I should note that there is a rich literature already on synthetic data generation and, in some sense, even the classic bootstrap is a form of data generation. So this isn’t as exceptionally new as one might think. I personally see the GAN approach to be similar to data augmentation, which reduces to a form of regularization, which is already well established in the field. Some folks probably will have disagreements with me on this.

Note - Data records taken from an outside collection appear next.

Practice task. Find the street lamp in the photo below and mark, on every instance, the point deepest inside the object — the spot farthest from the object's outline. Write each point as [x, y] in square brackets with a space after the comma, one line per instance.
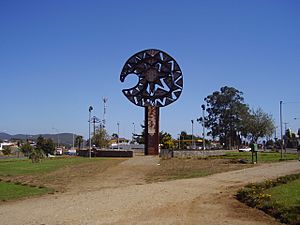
[281, 135]
[118, 124]
[203, 125]
[193, 144]
[133, 131]
[90, 142]
[57, 135]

Though aren’t we humans really nothing more than meat-based matrix multiplication machines? Actually, kind of.
That’s not to say that there can’t be good businesses in general but venture returns need much higher return value to repay the fund.
I should note that I tried to cover many application areas of AI in Fintech but I’m certainly omitting some. I would love to hear your ideas of ones that I missed!
There are 3 possible ways to interpret this: (1) I’m heavily biased, (2) I have strong conviction, or (3) I have no idea what I’m doing and just stumbled into it. It’s mostly (2) and (3).
Thank you for this inspiring post! Curious about how you see generative models to help with insights creation (and how you define insights?)
Maybe you have some system like this in mind?
* Input = transactions data of the user
* Output = some text giving the user some insights into their personal finance, maybe some advice, e.g. "Bill X is due in 3 days, remember to transfer $Y from Savings!"
Or are you thinking about it more in terms of developer / data scientist tooling?
One use case that I’m excited to see is using chatGPT for chargebacks/disputes. There is a known process for filing chargebacks and winning them is all about saying the right things, having the necessary proof, and following the right process. Chargeback win rates are notoriously low in the industry and friendly fraud is extremely high and prevalent. Further, people that commit friendly fraud are way more likely to do it again. Early stage fintechs can start beefing up their disputes management process with fewer team members by training GPT on their processes. Won’t be long before a startup emerges to automate this for fintechs.